Publication ,  Journal Article
Belghith, A; Bowd, C; Medeiros, FA; Balasubramanian, M; Weinreb, RN; Zangwill, LM
Published in: Journal of Medical Imaging
October 1, 2014

Glaucoma is neurodegenerative disease characterized by distinctive changes in the optic nerve head and visual field. Without treatment, glaucoma can lead to permanent blindness. Therefore, monitoring glaucoma progression is important to detect uncontrolled disease and the possible need for therapy advancement. In this context, three-dimensional (3-D) spectral domain optical coherence tomography (SD-OCT) has been commonly used in the diagnosis and management of glaucoma patients.

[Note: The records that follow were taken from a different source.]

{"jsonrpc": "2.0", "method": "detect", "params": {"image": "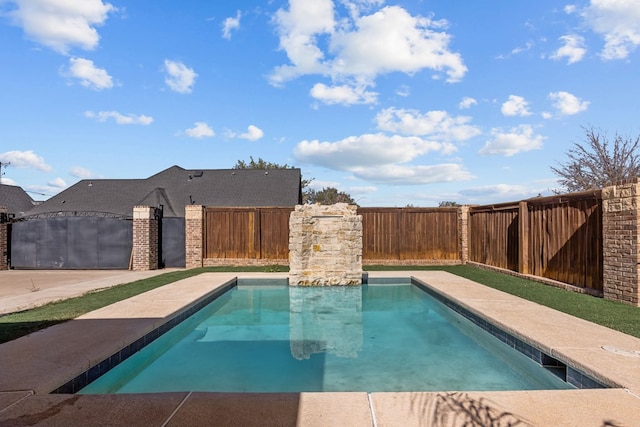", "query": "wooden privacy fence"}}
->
[204,207,460,263]
[469,191,603,291]
[204,207,293,260]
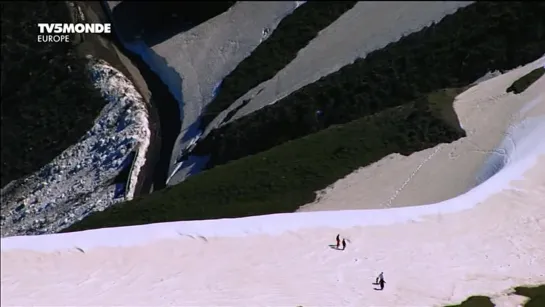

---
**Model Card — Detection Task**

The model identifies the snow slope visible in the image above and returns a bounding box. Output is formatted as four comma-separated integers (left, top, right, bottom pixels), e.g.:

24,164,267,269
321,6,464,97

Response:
1,56,150,236
299,56,545,211
1,59,545,306
168,1,472,185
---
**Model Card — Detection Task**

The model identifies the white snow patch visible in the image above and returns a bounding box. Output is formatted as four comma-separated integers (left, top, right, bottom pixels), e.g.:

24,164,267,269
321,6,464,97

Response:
2,56,150,236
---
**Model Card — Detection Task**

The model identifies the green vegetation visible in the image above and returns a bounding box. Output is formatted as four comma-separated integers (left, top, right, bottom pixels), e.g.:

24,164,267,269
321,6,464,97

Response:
446,285,545,307
201,1,357,129
64,90,464,232
506,67,545,94
0,1,105,187
191,2,545,168
446,295,495,307
515,284,545,307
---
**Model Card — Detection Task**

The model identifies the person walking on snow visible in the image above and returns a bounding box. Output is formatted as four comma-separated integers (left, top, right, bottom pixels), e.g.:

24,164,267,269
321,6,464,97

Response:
378,278,386,291
375,272,384,285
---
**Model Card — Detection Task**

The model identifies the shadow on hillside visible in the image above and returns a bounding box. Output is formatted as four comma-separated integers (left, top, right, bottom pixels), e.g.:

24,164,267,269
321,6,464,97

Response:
113,1,236,46
446,284,545,307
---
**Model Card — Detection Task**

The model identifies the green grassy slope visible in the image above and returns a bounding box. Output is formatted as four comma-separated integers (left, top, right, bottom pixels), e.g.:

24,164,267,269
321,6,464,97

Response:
65,90,464,231
0,1,105,187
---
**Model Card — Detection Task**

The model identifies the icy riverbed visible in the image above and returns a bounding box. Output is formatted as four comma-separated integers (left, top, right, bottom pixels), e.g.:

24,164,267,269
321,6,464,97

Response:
1,56,150,237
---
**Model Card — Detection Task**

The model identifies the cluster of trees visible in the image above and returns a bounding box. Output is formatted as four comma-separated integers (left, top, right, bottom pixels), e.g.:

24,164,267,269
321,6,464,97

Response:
193,2,545,168
64,90,465,232
0,1,105,187
200,1,357,130
506,67,545,94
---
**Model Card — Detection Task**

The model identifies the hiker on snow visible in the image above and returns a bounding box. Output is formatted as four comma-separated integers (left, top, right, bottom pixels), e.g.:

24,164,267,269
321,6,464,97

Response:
378,278,386,290
375,272,384,285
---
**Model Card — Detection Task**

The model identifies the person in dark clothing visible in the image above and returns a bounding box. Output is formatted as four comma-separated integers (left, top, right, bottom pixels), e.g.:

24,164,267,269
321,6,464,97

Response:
375,272,384,285
378,278,386,290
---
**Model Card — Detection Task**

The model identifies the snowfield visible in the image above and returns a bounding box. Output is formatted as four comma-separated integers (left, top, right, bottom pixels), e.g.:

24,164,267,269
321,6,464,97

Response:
1,56,150,237
1,59,545,307
165,1,472,185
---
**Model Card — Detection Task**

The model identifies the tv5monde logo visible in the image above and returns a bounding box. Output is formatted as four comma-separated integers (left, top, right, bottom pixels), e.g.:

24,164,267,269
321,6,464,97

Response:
38,23,112,43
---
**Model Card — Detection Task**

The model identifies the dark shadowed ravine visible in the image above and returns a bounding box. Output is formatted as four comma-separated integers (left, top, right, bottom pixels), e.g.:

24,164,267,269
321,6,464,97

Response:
94,1,234,192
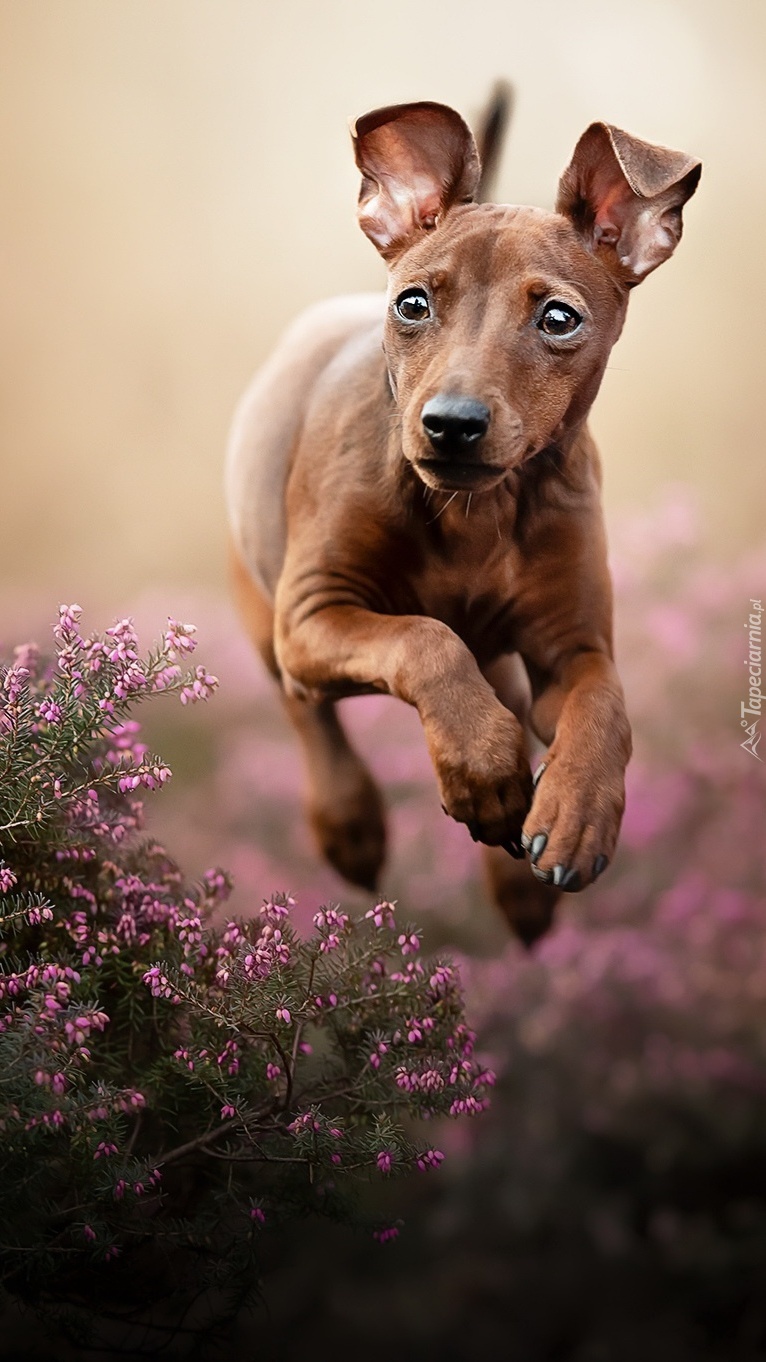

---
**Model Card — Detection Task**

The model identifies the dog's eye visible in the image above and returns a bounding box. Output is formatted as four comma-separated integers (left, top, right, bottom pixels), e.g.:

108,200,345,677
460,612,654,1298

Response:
394,289,431,321
537,301,582,336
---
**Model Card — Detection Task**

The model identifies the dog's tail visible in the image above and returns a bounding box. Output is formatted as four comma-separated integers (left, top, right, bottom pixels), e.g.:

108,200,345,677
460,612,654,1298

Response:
476,80,514,203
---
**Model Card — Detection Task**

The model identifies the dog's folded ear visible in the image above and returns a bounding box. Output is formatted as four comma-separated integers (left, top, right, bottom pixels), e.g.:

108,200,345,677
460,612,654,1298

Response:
352,104,480,260
556,123,702,287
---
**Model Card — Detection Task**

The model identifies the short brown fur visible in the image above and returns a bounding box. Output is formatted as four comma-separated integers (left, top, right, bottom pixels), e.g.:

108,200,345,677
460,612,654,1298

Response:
228,104,699,943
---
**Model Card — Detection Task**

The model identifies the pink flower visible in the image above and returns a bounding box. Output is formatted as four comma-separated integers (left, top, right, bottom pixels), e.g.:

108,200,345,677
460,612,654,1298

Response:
364,899,397,928
417,1150,444,1173
180,667,218,704
165,616,196,656
37,697,64,725
397,932,420,955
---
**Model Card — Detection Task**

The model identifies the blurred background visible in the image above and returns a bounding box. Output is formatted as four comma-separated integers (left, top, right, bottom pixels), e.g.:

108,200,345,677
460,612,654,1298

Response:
0,0,766,1362
0,0,766,598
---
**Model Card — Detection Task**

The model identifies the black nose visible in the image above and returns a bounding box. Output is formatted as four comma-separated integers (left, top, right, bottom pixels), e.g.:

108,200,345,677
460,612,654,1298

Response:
420,392,489,455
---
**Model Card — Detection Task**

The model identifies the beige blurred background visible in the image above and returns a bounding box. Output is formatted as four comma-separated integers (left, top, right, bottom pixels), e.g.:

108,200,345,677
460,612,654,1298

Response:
0,0,766,607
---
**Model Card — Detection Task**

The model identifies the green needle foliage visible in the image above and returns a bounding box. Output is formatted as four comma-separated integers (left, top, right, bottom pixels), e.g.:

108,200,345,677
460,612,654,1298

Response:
0,606,492,1327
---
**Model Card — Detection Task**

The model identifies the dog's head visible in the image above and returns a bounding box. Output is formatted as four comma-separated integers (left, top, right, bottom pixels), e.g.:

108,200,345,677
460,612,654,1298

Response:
353,104,701,490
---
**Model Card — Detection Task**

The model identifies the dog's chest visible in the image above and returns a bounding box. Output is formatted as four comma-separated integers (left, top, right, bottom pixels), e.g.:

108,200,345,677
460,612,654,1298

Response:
410,527,515,656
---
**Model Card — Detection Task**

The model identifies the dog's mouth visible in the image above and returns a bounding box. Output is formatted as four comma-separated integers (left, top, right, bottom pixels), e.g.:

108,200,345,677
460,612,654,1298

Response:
414,459,507,492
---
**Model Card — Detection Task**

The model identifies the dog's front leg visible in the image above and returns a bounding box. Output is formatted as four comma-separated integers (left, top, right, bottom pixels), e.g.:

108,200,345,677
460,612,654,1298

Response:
523,650,631,891
275,594,532,855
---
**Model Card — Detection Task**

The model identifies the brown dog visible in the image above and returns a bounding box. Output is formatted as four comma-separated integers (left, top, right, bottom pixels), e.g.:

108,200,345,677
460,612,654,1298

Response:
222,104,701,941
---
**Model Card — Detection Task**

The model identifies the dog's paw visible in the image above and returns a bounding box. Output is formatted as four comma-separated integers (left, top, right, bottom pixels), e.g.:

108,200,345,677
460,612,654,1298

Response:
522,750,624,893
429,706,532,858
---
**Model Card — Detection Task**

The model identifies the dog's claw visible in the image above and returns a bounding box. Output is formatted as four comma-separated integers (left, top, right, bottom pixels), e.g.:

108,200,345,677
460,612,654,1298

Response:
529,832,548,865
593,855,609,880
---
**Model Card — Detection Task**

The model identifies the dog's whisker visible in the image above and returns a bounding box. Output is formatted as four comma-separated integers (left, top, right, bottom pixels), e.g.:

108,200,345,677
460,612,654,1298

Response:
428,492,458,524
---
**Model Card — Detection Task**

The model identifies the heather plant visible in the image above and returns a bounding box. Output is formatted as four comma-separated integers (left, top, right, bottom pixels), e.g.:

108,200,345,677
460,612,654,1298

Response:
105,490,766,1362
0,606,492,1340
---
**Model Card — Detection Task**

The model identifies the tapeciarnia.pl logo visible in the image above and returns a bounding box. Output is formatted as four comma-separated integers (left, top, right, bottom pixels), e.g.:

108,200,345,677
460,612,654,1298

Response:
740,597,763,761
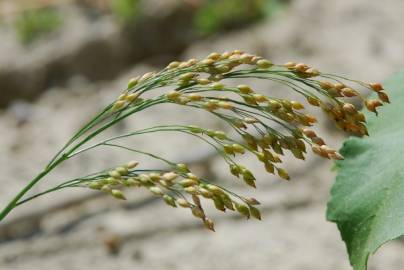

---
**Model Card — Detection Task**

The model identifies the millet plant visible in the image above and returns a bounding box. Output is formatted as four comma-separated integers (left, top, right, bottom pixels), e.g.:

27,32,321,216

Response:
0,50,389,230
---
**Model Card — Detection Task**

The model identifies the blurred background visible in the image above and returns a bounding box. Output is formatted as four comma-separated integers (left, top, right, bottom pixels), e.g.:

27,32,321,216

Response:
0,0,404,270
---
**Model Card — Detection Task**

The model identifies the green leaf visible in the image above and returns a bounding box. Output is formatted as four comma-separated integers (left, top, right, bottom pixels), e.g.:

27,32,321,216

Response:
327,71,404,270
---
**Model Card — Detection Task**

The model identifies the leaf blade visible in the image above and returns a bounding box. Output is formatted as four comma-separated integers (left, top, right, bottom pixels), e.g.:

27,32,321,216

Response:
327,71,404,270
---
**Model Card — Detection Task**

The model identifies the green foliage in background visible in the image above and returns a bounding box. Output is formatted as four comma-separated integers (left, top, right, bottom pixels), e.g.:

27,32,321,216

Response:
194,0,284,34
110,0,141,24
15,8,62,44
327,71,404,270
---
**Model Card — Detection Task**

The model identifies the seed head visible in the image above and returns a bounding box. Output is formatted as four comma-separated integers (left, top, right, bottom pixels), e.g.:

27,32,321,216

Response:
149,186,164,196
163,194,177,207
111,189,126,200
167,61,180,69
176,198,191,208
237,84,254,94
257,59,273,69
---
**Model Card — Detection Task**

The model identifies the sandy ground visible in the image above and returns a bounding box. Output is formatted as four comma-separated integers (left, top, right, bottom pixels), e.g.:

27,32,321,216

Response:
0,0,404,270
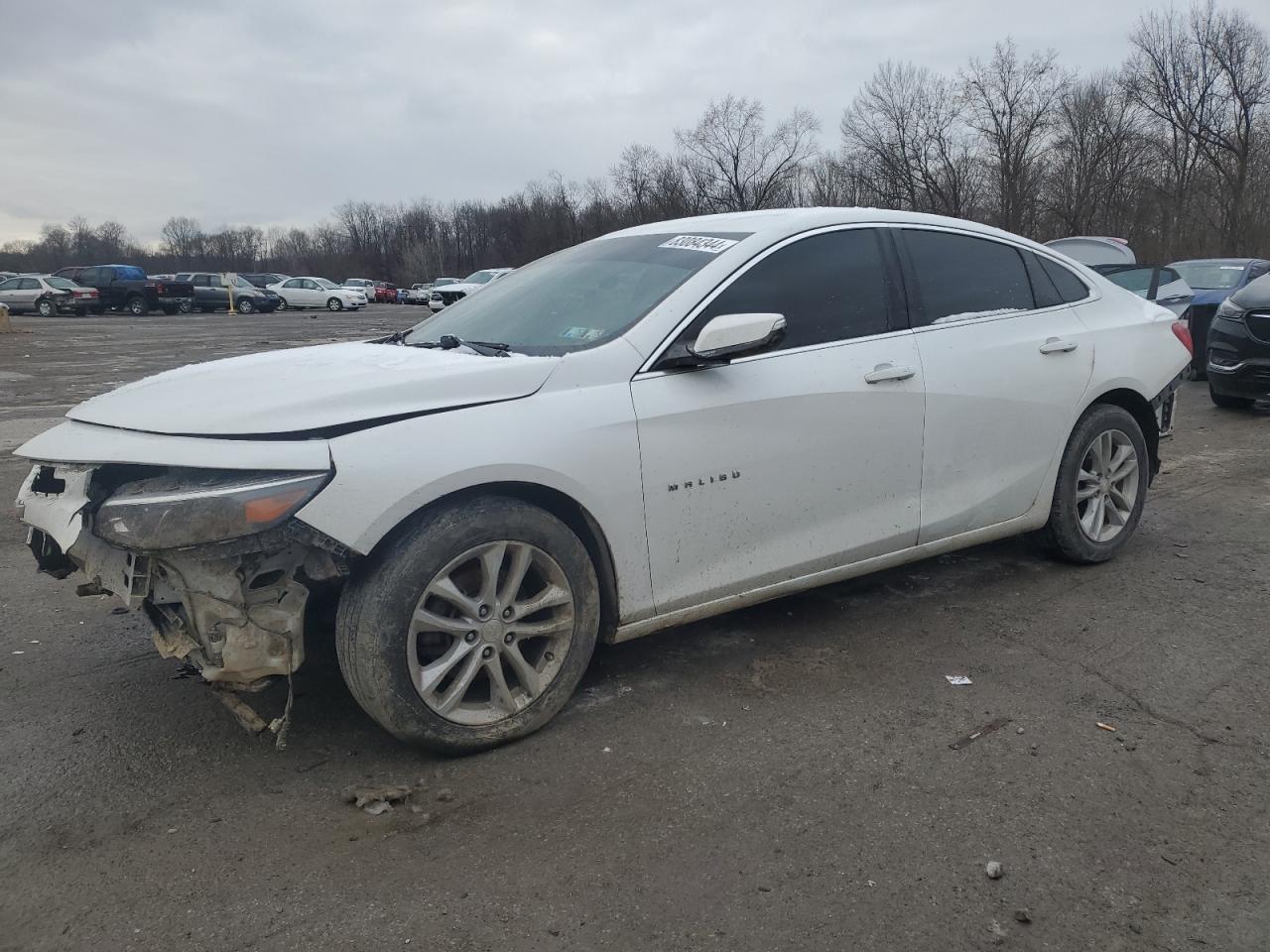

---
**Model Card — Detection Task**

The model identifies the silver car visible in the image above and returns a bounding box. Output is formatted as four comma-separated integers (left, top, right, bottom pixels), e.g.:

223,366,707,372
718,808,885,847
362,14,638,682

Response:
0,274,101,317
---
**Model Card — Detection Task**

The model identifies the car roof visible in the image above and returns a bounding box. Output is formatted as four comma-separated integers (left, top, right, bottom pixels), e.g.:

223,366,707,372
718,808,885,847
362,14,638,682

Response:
600,208,1045,250
1170,258,1265,267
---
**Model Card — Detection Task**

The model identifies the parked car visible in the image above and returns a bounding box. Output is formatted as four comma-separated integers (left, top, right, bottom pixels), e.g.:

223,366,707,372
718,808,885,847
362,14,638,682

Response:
177,272,281,313
0,274,101,317
428,268,514,311
269,278,366,311
340,278,375,300
54,264,194,317
239,273,291,289
1169,258,1270,380
1206,274,1270,409
1093,264,1195,317
18,208,1190,752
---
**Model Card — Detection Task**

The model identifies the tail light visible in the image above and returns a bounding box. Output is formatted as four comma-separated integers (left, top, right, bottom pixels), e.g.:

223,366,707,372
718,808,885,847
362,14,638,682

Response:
1174,321,1195,355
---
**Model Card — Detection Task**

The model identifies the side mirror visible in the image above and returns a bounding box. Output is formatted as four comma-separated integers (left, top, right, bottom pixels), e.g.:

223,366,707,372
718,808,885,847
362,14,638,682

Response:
689,313,785,361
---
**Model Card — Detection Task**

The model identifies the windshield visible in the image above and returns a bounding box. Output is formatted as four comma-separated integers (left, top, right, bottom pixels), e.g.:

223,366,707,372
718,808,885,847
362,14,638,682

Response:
1169,262,1246,291
405,234,745,355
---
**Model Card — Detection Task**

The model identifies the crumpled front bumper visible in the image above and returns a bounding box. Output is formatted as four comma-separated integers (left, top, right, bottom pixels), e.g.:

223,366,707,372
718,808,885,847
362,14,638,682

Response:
18,463,344,688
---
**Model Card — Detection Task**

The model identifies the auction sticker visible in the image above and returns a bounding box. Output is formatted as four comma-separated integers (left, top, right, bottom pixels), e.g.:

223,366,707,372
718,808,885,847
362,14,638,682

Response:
658,235,736,255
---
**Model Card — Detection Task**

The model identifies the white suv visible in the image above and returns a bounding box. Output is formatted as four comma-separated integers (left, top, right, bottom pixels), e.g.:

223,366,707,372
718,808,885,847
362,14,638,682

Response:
18,208,1190,750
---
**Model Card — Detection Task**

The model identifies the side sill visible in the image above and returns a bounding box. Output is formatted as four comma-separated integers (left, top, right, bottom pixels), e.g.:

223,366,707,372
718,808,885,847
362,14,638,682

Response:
613,507,1048,644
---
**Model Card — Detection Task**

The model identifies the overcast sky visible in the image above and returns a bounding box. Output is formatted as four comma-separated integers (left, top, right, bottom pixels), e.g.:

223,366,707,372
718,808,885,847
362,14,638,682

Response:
0,0,1208,242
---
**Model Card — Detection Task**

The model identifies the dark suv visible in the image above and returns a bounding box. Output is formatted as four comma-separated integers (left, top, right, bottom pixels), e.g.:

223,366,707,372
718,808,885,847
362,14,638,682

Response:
1207,274,1270,408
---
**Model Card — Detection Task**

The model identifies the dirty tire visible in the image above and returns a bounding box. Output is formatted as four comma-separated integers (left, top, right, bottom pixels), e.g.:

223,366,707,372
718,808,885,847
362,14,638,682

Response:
1207,381,1255,410
335,495,599,754
1038,404,1151,565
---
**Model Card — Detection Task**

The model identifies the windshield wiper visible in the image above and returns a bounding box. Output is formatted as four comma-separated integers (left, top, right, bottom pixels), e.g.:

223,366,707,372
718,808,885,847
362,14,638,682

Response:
408,334,512,357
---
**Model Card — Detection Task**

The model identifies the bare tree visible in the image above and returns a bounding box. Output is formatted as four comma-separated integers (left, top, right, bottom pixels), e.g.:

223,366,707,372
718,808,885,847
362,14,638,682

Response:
162,214,204,264
675,95,821,210
960,38,1068,234
839,60,979,216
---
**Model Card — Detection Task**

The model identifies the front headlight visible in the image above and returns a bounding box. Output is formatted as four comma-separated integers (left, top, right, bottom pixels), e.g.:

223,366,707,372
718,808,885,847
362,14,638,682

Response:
92,470,330,552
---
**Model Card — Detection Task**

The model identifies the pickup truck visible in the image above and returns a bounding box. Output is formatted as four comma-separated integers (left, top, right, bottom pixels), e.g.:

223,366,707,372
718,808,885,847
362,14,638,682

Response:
54,264,194,317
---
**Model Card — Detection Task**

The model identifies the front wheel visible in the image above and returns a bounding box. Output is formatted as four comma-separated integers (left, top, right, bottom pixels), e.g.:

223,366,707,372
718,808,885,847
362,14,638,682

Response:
1207,381,1255,410
1042,404,1151,563
335,496,599,753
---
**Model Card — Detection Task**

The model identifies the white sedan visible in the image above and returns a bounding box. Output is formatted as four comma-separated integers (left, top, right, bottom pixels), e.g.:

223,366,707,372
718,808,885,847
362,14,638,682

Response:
428,268,516,311
268,278,366,311
18,208,1190,752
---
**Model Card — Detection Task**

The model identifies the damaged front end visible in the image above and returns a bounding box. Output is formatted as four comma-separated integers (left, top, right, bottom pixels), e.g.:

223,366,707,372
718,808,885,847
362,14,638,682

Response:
18,463,352,700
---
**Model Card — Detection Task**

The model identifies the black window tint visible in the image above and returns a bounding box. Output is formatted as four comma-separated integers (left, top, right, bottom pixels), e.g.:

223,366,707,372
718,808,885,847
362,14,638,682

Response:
904,231,1036,323
684,228,888,349
1040,258,1089,303
1020,251,1063,307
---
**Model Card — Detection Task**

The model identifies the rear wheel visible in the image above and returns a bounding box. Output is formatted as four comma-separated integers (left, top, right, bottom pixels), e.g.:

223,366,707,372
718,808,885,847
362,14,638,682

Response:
1042,404,1151,563
1207,381,1255,410
335,496,599,753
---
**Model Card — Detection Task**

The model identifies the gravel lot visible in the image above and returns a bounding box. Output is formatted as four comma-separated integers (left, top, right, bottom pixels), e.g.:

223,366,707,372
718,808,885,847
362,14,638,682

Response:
0,305,1270,952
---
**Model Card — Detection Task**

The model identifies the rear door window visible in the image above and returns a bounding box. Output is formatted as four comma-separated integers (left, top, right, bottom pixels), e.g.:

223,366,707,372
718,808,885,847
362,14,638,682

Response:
904,228,1036,323
1038,255,1089,303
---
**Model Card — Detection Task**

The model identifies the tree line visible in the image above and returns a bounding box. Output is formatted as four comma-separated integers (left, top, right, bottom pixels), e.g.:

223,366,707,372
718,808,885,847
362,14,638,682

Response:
0,0,1270,283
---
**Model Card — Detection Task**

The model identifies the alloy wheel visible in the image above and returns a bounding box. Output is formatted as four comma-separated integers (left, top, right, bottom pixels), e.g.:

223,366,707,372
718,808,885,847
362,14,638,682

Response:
1076,430,1138,542
407,539,574,726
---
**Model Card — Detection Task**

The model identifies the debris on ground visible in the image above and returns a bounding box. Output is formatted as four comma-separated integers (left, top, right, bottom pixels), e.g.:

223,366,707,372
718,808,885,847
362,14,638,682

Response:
949,717,1012,750
344,784,414,816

We present a new framework for detection of glaucoma progression using 3-D SD-OCT images. In contrast to previous works that use the retinal nerve fiber layer thickness measurement provided by commercially available instruments, we consider the whole 3-D volume for change detection. To account for the spatial voxel dependency, we propose the use of the Markov random field (MRF) model as a prior for the change detection map. In order to improve the robustness of the proposed approach, a nonlocal strategy was adopted to define the MRF energy function. To accommodate the presence of false-positive detection, we used a fuzzy logic approach to classify a 3-D SD-OCT image into a "non-progressing" or "progressing" glaucoma class. We compared the diagnostic performance of the proposed framework to the existing methods of progression detection.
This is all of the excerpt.